典礼劇の中で最も良く知られているのは『だれを探しているのか(クエム・クエリティス、Quem Quaeritis?)』で、これはキリストの墓の前でいなくなったキリストを捜す3人のマリアイエスの母マリアマグダラのマリアマルタの妹マリア)とそこに現れた天使との典礼の台詞を劇化したものである。典礼劇は後には台詞と演劇的な動きが付加され洗練されていった。最終的に、典礼劇は教会堂の外、教会堂の庭や市場へ上演の場を移した。典礼劇はラテン語で演じられたが、開演の前に、前説役がその土地の言葉で物語のあらすじを読んで聴かせるプロローグがついていた。

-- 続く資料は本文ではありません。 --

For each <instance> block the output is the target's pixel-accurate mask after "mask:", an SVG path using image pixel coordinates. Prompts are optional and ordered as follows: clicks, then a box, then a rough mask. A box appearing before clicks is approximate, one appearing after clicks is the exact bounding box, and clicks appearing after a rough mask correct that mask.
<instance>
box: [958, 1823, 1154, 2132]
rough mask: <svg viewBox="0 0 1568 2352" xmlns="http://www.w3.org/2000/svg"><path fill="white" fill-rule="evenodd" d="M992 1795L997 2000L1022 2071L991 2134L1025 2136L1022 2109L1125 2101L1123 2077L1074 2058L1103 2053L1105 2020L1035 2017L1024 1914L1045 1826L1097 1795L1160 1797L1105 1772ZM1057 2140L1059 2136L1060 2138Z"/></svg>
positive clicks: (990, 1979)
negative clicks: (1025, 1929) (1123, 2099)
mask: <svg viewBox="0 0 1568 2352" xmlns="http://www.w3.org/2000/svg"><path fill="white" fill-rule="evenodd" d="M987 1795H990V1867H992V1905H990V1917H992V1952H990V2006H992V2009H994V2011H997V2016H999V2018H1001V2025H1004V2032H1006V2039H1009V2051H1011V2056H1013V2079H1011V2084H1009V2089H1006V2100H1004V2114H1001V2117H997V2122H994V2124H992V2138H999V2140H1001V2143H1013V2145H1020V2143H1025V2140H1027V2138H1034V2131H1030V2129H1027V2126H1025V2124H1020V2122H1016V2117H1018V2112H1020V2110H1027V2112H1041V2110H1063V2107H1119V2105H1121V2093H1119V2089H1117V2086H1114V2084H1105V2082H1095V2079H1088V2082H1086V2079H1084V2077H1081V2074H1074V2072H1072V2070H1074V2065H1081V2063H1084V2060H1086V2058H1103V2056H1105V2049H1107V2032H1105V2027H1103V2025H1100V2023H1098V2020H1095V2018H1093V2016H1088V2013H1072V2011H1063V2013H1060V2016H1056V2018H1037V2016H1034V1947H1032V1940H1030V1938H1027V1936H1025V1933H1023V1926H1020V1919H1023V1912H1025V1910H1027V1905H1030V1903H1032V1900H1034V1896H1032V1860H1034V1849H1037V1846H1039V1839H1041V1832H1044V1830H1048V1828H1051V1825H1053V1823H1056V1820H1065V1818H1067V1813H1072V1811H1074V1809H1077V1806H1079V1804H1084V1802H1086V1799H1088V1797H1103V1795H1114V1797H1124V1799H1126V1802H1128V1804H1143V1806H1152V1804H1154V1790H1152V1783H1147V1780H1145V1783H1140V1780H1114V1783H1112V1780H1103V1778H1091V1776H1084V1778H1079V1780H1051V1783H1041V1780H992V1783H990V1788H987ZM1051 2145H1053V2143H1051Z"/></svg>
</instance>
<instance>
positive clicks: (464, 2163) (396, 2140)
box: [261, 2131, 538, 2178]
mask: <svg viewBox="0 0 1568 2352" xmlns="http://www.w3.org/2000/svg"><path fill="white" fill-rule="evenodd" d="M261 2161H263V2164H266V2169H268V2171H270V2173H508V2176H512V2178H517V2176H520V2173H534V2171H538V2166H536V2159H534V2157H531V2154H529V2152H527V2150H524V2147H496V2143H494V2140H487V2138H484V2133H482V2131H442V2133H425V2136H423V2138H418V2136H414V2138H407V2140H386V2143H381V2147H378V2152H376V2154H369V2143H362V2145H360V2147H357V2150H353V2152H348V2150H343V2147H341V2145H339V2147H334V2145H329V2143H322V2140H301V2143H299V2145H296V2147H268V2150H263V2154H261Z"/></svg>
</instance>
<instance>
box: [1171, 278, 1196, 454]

1210年に、法王は聖職者が公衆の前で演じるのを禁じた。こうして劇の組織は町のギルドに引き継がれ、その後、様々な変化が生じた。ラテン語は土地土地の言葉に置き換えられ、聖書の一節ではないものが滑稽なシーンとともに付け加えられた。演技と性格付けはより洗練されたものになった。

ヨークのようなイングランドのいくつかの大都市で、その土地土地の宗教的パフォーマンスがギルドおよび、聖書の中の特定の箇所に関係のあるギルドによって上演された。ギルドが管理しだしてから、ラテン語のmysteriumに由来するmystery playまたはmysteriesという言葉が生まれた。

「Mystery plays(神秘劇)」は現在、聖書というよりむしろ聖人の生涯のエピソードを再現した「Miracle plays(奇跡劇)」と区別されている。この2つの言葉は、中世の人々以上に現在の研究家が一般的に使っている。というのも中世の人々はこれらの劇を指すのに、さらにたくさんの専門用語を使っていたからである。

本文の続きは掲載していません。